Charcoal stick in hand, he glances up at a poster of Picasso’s painting “Guernica,” then down at the canvas, where a painting is slowly taking shape. In a swift motion, Ayers lays down a broad vertical charcoal line, a border between light and dark in Picasso’s work that was missing on the canvas.
Ayers tweaks a few other spots on the canvas, his fingers quickly blackening as he works with the soft charcoal. Satisfied with the modifications, he picks up a brush and small bowl of black paint and joins several other students working on different parts of the canvas.
The students are members of Lisa Rasmussen and Elizabeth Harris’ art design classes at Walla Walla Community College. Their reproduction of one of Picasso’s most famous paintings will be only slightly smaller than the original, which is about 12 feet high and 26 feet long. The size constraint, Rasmussen said, is a limitation of the size of the walls in the gallery where the finished painting will hang.
“From a design perspective, it’s a wonderful project, but also because of the war in Iraq” this is a relevant piece, Rasmussen said.
Both women hope putting the painting in a meaningful context would make the experience more than just an exercise in drawing lines and painting shapes.
“Giving them a subject matter that has some content should help them bring emotion into it,” Harris said.
Picasso painted “Guernica” over six weeks in 1937. Commissioned to create a painting for the Paris Exhibition that year, “Guernica” was a response to the German bombing and subsequent occupation of the small town in northern Spain between April 26 and April 29, 1937. Less than two weeks after the bombing, Picasso started work on the canvas, making a multitude of changes as he worked.
As the deadline for completing the painting approached, “he did nothing but eat, sleep and paint,” Rasmussen said. Her 30 students are working at a similar pace, with each is working on the project about an hour a day.
“In design classes, the tendency is to feel a little detached from the world,” Harris said. More often than not, students focus more on the mechanics of painting than its significance and the context behind it, she said.
“It’s a typical project for an art class to scale up a painting, but never on this large of a scale,” Rasmussen said.
It is much more common for students to enlarge small works to get a feel for the design elements involved in creating the painting, she added.
Rasmussen and Harris had several goals in mind when they came up with the plan last spring to reproduce “Guernica.”
The project started by breaking up the painting into a grid and giving each member of the class a square to focus on. The students drew smaller versions of their squares first so they could get a sense of the shapes within the squares and the variations in shading.

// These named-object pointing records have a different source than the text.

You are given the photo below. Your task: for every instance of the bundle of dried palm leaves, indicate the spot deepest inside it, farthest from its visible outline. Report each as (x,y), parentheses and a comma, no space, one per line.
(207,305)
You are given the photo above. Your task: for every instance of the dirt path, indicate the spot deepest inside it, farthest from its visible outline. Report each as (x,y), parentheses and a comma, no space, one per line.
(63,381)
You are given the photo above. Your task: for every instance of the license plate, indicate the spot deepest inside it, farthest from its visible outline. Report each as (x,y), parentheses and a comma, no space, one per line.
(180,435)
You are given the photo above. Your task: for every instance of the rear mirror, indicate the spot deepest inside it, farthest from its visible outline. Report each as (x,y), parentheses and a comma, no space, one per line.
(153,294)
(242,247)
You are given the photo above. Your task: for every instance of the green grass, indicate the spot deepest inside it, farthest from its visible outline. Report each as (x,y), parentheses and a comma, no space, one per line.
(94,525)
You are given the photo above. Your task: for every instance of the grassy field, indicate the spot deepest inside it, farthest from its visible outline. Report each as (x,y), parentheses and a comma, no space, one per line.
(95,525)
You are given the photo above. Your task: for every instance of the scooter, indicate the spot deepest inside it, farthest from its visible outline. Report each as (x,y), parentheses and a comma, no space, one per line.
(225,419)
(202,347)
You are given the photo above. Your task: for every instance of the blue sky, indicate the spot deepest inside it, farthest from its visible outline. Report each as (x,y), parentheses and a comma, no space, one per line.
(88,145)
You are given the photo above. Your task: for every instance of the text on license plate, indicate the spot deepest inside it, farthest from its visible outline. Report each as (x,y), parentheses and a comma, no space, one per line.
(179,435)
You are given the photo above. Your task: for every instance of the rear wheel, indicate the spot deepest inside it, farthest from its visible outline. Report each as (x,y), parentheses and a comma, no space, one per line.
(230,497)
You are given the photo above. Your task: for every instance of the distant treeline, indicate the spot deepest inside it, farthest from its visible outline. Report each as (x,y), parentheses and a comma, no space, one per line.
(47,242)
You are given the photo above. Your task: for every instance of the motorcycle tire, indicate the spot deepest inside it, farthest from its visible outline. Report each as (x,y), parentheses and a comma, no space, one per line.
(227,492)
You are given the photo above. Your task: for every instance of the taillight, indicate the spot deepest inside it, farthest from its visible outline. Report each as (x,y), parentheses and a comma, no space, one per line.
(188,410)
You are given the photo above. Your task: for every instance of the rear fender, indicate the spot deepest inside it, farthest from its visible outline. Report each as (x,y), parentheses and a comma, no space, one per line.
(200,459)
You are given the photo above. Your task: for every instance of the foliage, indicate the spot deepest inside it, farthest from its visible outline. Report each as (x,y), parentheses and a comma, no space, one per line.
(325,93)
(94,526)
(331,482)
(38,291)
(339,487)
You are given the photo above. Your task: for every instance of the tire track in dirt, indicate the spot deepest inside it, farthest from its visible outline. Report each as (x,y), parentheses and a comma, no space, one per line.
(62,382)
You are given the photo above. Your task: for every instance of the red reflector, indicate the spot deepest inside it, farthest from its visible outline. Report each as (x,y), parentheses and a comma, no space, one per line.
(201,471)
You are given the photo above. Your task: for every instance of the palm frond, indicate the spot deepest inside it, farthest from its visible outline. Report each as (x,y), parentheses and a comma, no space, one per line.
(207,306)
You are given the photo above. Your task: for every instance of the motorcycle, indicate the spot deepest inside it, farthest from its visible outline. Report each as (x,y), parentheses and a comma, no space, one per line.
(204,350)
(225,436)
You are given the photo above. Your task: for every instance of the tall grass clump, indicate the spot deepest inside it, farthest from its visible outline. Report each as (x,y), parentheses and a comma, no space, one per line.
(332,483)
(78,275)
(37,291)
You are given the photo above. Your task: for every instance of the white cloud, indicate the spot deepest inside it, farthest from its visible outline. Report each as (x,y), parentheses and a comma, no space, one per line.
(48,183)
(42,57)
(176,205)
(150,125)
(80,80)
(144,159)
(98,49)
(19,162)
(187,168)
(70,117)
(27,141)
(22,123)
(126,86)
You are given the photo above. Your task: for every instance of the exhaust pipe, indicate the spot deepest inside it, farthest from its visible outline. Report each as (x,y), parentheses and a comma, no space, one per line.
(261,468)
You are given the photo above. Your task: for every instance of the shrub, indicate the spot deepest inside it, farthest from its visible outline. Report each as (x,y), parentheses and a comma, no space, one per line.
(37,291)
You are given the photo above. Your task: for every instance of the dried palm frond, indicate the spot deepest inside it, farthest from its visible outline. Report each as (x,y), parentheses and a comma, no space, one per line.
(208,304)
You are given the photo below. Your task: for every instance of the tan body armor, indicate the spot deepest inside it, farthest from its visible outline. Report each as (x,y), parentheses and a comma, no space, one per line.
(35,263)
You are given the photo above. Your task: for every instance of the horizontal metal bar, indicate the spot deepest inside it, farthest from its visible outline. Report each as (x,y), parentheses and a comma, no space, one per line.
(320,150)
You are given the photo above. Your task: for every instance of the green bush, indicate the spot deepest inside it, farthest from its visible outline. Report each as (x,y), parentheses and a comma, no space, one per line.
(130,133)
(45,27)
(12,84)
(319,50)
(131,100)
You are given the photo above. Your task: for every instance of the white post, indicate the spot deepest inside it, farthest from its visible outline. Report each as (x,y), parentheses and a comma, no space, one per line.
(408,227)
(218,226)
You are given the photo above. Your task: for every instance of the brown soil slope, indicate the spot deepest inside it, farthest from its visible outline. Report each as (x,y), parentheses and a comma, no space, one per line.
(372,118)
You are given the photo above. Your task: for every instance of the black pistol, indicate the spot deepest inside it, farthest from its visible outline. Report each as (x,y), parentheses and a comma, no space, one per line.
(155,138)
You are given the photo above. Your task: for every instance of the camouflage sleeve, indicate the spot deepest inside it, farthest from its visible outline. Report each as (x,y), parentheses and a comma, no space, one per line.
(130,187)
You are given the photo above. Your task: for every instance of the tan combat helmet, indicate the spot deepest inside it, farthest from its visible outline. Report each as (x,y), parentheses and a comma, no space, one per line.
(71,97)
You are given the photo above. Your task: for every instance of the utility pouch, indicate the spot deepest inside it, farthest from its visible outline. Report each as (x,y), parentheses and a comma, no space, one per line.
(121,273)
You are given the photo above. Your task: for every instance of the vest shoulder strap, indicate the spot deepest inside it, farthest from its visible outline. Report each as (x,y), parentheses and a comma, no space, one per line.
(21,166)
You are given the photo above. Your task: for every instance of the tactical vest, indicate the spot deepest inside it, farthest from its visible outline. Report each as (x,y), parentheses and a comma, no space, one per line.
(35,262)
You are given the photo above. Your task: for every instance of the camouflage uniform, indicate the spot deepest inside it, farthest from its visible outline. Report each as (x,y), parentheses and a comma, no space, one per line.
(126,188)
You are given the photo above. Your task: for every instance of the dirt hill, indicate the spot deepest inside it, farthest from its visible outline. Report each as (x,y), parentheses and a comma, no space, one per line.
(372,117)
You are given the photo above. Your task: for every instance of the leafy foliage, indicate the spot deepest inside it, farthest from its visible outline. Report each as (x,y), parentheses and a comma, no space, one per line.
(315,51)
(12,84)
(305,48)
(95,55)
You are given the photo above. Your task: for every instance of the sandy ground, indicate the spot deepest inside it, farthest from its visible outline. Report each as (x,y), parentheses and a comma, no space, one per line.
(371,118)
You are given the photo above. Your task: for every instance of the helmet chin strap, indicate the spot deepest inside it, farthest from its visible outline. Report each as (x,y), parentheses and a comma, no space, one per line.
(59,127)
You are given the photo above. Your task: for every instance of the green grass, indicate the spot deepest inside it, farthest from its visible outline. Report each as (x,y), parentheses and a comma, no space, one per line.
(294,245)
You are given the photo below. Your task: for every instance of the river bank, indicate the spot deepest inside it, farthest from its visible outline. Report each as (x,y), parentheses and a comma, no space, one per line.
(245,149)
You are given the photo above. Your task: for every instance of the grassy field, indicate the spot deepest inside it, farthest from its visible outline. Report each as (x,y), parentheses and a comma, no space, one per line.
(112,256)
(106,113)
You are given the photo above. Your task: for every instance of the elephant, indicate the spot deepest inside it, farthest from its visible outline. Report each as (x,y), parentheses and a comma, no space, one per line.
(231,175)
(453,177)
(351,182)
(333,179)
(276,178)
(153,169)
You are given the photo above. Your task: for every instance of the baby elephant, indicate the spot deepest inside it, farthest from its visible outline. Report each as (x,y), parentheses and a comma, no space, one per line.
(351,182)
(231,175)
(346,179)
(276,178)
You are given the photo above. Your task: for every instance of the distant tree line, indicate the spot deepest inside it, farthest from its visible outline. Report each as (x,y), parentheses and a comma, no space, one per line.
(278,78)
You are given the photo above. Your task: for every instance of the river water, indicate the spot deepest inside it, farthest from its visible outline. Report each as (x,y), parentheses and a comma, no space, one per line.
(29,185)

The grid, first drawn on a scaled-down photocopy of the painting, was then carefully measured and transferred onto the three blank pieces of canvas that would form the painting.
With the grid in place, groups of students worked to outline the entire painting using charcoal on canvas. Painting started with the easiest parts first, regions that were either black or white. Working off of several different posters of “Guernica,” students and teachers struggled to find the right shades of gray for other regions, a task made challenging by the fact that each poster looks slightly different.
“This is where you have to use your own artistic judgment,” Harris told her students as they looked for places to start painting.
The center of Picasso’s painting, where subtle rays of light radiate from a white bulb, proved particularly enigmatic. The more time students spent comparing their outlines to Picasso’s work, the less sense they could make of the details of the painting.
The teachers encouraged the students to take risks as they worked, reminding them that Picasso made many changes to “Guernica” as he painted it, including moving entire subjects within the painting to a different part of the canvas.
“The worst thing that can happen is we look at it tomorrow and decide we want to change it a little bit,” Harris said.